Ahn Young-Joon and Sam Kim from the AP report that these drills fell on Monday’s anniversary of the end of the Korean conflict, that technically leaves both sides still at war, with a large North Korean flag as part of some intense live fire practice.
Wargames are not uncommon, but using the nationalistic symbol of the North as the focus of destruction is — and will no doubt be viewed with concern by the North.
Ahn and Kim point out that no direct hits were scored on the flag itself but, which may help mitigate and immediate Northern response, along with a staggering economy that won’t really support a full on military response, but it will likely increase threats and provocations.
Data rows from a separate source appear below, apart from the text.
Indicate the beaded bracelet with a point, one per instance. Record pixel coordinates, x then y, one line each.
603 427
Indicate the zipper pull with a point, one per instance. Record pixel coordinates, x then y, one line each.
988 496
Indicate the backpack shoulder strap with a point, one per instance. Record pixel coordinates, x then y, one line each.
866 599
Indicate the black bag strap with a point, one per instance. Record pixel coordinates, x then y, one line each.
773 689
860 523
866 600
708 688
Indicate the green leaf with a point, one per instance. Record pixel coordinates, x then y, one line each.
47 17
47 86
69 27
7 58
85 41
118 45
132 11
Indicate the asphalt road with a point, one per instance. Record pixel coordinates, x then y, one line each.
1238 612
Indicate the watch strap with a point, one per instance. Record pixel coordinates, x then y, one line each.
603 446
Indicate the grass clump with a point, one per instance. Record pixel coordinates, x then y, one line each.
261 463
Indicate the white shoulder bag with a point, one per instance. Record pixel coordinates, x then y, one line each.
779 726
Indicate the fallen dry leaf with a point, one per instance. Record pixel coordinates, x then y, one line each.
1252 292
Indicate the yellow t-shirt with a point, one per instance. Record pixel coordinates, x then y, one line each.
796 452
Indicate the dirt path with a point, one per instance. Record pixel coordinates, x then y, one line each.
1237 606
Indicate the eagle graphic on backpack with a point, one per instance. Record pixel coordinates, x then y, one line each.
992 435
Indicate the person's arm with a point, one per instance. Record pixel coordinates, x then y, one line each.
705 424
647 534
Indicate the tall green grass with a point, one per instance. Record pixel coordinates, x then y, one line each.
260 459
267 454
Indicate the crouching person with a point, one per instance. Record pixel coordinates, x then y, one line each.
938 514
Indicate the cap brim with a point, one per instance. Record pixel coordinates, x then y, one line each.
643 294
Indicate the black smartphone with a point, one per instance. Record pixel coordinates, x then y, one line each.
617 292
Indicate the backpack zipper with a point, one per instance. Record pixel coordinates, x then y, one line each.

South Korean forces said only that the flag was meant to mark enemy territory while the North’s state media called the move a “precursor to an invasion” and that even a skirmish may lead to “full scale regional nuclear war.”
Without the money or means to fight a large scale conventional battle, there doesn’t seem to be much reason why the North wouldn’t bring out the most powerful weapon in its arsenal should it feel attacked.